Chereads / Mencintaimu Salahkah Aku / Chapter 5 - Dugaan yang meleset

Chapter 5 - Dugaan yang meleset

Laki-laki ini tertawa lumayan kencang membuat Lisa semakin takut. "Ini Abang kali, Dek, ngapain sih ketakutan begitu." ucap Dito sambil melepaskan topinya.

Lisa tercengo. "Bisa-bisanya ya, Abang ngerjain aku. Rasakan pembalasanku." Lisa dengan penuh semangat mencubit Dito dengan serangan yang tiada henti.

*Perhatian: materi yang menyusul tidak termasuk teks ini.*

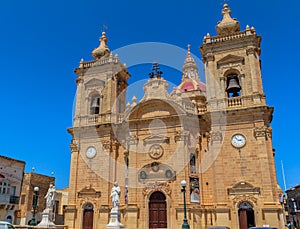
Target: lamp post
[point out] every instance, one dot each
(34, 205)
(185, 222)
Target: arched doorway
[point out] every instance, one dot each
(157, 210)
(246, 215)
(88, 215)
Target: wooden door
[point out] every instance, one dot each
(88, 217)
(157, 211)
(243, 219)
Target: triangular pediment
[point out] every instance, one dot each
(93, 83)
(243, 187)
(89, 191)
(156, 139)
(230, 59)
(156, 171)
(154, 108)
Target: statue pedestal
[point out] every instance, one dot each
(47, 219)
(114, 222)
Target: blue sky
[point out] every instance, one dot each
(42, 42)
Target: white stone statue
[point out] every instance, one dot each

Dito emang terkadang gitu jahilnya suka kambuh dan buat orang yang di sekitarnya menjadi sangat geram. Coba aja Dito menampilkan sisi lain di hadapan perempuan selain Lisa dan Ibu mereka di jamin perempuan yang melihatnya akan sangat terkagum-kagum.

***

"Aduh... ampun, Dek, iya deh, Abang nggak jahil lagi." Dito mengibarkan bendera putih.

Lisa mengingat sesuatu. "Iya udah buruan motornya di gas karena di dalam sana ada Mbak Ranti gebetannya Mas Arman," Lisa langsung naik motor Dito lalu memakai helm dengan sangat cepat.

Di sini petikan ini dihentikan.